You can use an 85mm in place of an 18-35mm? Cool!


----------



## AvTvM (Jan 5, 2016)

I don't know whether third party lens makers are really evaluating all options and then carefully chose a lens ID they expect to cause the least problems or whether they just assign "any working number" in their despair. 

Of course faked lens ID may and often will - have unwanted effects: not only wrong lens correction profiles (e.g. in DPP), in case of Sigma 50 also in Adobe ACR/LR/PS) but also re. AF behaviour on all or certain Canon EOS bodies/firmware versions - e.g. use of outer sensors, use of cross-sensors, or double precision f/2.8 sensors not used, even if the lens is faster than f/2.8 ... etc. 

I'd would also be vary of impacts on the effectiveness of Canon's ETTL II flash protocol and resulting images when original Canon speedlites are used, if lens distance information sent from lens to camera is expected to apply to an EF 85/1.2 L but in reality applies to a Sigma 18-35/1.8 lens etc. 

Again, I really am convinced it is not only unfair market practice by Canon but also truly dumb of them to try and lock out competitors by using cloded lens ID lists, causing competitor's prioducts to (possible) get inferior results.
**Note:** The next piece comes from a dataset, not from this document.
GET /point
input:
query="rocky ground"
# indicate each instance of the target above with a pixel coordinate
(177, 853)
It makes the Canon ecosystem not as strong as it could be and it punishes Canon camera clients ... and tarnishes Canon's reputation as well: if images captured with a third party lens are not as well-focussed as they should be due to some lens ID mess-up, not every Canon user will blame it on the lens, but rather on the camera and Canon ...


----------



## neuroanatomist (Jan 5, 2016)

AvTvM said:


> neuroanatomist said:
> 
> 
> > Not a problem with the EOS system nor Canon's problem, per se. My OEM lenses are never misidentified.
> ...



So Canon is legally obligated to do extra work to facilitate the efforts of other vendors to make fully compatible products? Obligated to make their AF protocols, E-TTL protocols, etc., public or at least offer them for license? After providing lens codes for other manufacturers, Canon is obligated to test all competitors' lenses with each new camera to validate compatibility?
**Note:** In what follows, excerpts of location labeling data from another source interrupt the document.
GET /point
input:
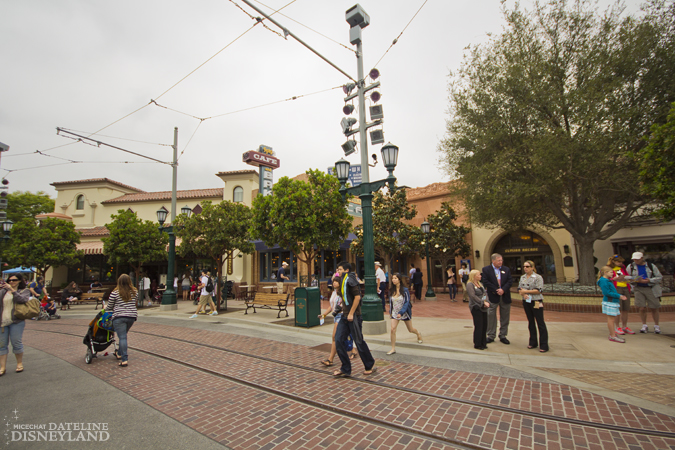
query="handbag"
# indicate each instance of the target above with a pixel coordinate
(25, 311)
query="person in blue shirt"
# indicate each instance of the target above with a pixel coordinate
(611, 301)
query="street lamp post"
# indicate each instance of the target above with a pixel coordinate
(372, 305)
(169, 297)
(426, 228)
(6, 228)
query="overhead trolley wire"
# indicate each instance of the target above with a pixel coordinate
(400, 34)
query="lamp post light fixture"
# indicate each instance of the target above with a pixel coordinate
(372, 305)
(169, 296)
(426, 228)
(6, 228)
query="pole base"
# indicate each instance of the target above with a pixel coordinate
(375, 327)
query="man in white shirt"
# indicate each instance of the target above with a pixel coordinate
(205, 297)
(381, 283)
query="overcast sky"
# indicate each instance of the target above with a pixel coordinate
(83, 65)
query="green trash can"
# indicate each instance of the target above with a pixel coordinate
(307, 306)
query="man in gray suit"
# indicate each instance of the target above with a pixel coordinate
(497, 281)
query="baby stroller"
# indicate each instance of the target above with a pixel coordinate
(99, 336)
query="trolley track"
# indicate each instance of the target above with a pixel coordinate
(372, 382)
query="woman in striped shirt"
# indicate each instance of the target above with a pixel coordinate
(122, 304)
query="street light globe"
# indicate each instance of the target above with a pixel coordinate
(342, 170)
(161, 215)
(390, 156)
LOL. Good luck with your efforts to waste the time of your government officials. :


----------



## kphoto99 (Jan 5, 2016)

AvTvM said:


> A true and therefore preferred solution to the Canon lens ID problem would be forcing them via Anti-cartel legislation to at least open up that lens ID list to thirdparty lens manufacturers and assigning a block of 4-digit codes to them .. e.g. 9000 to 9999. That way every lens with Canon mount could get its own unique lens ID and be supported by Canon cameras to the extent thirdparty lens makers manage to correctly "guess" compatibility with Canon lens mount protocol and hardware requirements regarding AF system and drive, IS system, meteribg, flash distance information, etc.
> 
> Would make life easier for everybody, especially for Canon customers and create a bit more of a level playing field for anybody wanting to offer great lenses to work well with Canon cameras. Which in turn would enrich and strengthen Canon lens mount eco-system(s) ...



That would make Canon's life so much easier. If they see a lens id of 9xxx they can add a random amount to the AF distance without affecting any of Canon lenses


----------



## AvTvM (Jan 5, 2016)

neuroanatomist said:


> So Canon is legally obligated to do extra work to facilitate the efforts of other vendors to make fully compatible products? Obligated to make their AF protocols, E-TTL protocols, etc., public or at least offer them for license?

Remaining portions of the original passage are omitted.